Il est improbable que les Japonais, dont on sait fort bien qu'ils ne prennent pas les courtes vacances qui leur reviennent, chercheront à avoir davantage de loisirs tant que leur économie est en récession. Aux Etats-Unis, les gains de productivité se traduisent habituellement par des augmentations salariales plutôt que par un surcroît de temps libre. Même en Europe, où les généreuses vacances payées rendues obligatoires par l'Etat et les courtes semaines de travail sont depuis longtemps légales, certains leaders politiques commencent à se plaindre du fait qu'il y a trop de temps libre.
Le tourisme doit également concurrencer les activités de loisirs - telles que les spectacles, les sports et les passe-temps favoris - qui ne nécessitent pas de voyage. Les enquêtes dans ce secteur indiquent que les consommateurs sont peu disposés à passer trop de temps loin de leurs activités habituelles, comme leur jardin ou leurs animaux familiers - sans mentionner leur emploi.
Faisant bonne contenance, les participants qui se sont réunis se sont tournés vers un avenir où il y aura probablement moins de temps de loisir. Mais les gens prendront utiliseront leur temps de loisir plus fréquemment et plus intensément. Ceux qui dépensent beaucoup pour des vacances courtes permettront à l'industrie d'avoir de meilleurs rendements d'investissement, certains ont expliqué.
Les leaders du secteur s'en tiennent à leurs prévisions, à savoir que le tourisme international continuera à se développer à un rythme plus élevé que la production économique mondiale pendant les deux prochaines décennies, pour atteindre un chiffre faramineux de 2 trillions de dollars d'ici 2020, en hausse par rapport au chiffre de 1995, d'environ 400 milliards de dollars. On s'attend à ce que le tourisme national soit le quadruple du marché international, avec une forte croissance en Amérique latine et d'autres régions émergentes.
C. Clark a fait valoir que les sociétés qui offriront des forfaits de voyage les plus avantageux du point de vue du temps, les plus satisfaisants et les mieux organisés auront un avantage évident par rapport à leurs concurrents. Parmi eux : les opérateurs de croisières dans les Caraïbes et de parcs à thèmes, tels que ceux qui offrent des succédanés de safaris africains sans quitter le sol américain.
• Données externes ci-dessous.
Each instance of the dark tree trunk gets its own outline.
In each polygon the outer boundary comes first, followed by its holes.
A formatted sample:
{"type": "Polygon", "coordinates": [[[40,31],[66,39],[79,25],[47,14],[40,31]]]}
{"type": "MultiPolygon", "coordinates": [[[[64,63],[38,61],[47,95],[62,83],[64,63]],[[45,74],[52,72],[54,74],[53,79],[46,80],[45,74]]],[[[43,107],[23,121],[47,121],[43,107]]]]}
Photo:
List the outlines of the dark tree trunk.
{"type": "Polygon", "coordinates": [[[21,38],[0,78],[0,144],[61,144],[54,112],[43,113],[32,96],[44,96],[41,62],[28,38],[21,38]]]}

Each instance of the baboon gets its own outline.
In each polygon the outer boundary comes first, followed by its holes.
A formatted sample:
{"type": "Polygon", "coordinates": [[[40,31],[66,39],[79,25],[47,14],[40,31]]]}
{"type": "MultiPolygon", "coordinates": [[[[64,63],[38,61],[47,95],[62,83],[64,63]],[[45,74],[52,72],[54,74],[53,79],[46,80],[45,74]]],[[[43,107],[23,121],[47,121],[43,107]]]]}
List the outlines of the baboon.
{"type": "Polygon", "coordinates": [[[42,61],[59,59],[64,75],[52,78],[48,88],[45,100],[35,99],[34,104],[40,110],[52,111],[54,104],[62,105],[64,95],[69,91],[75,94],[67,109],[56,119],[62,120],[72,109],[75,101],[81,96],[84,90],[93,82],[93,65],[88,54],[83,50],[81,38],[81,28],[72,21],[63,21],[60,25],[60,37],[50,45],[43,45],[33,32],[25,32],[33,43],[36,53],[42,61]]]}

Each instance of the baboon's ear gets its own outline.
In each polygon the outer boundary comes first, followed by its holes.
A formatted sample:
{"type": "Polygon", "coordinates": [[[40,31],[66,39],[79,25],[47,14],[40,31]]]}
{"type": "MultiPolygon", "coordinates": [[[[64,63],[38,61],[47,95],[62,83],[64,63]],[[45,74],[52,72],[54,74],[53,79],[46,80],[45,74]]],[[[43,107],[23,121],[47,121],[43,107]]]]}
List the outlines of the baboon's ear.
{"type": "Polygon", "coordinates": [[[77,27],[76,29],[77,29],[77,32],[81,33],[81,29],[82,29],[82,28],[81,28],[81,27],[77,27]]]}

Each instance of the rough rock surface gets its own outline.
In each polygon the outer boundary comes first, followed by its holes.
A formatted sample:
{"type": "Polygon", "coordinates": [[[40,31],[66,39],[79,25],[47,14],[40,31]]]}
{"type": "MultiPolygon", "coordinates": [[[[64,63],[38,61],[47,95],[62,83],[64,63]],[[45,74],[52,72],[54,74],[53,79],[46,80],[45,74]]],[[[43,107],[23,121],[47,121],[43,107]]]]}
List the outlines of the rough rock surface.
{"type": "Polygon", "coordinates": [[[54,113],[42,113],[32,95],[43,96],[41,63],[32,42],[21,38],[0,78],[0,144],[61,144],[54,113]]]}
Les pouvoirs publics désireux de développer une industrie touristique florissante devront encourager la croissance de leur secteur des services, en particulier une infrastructure pour les transports et les logements. Des aéroports sûrs et commodes seront essentiels pour attirer les visiteurs étrangers.
On devra également mettre un frein à la bureaucratie, a averti C. Clark. " Les complications concernant les visas n'attirent certainement pas le voyageur international pressé par le temps ", a-t-il expliqué.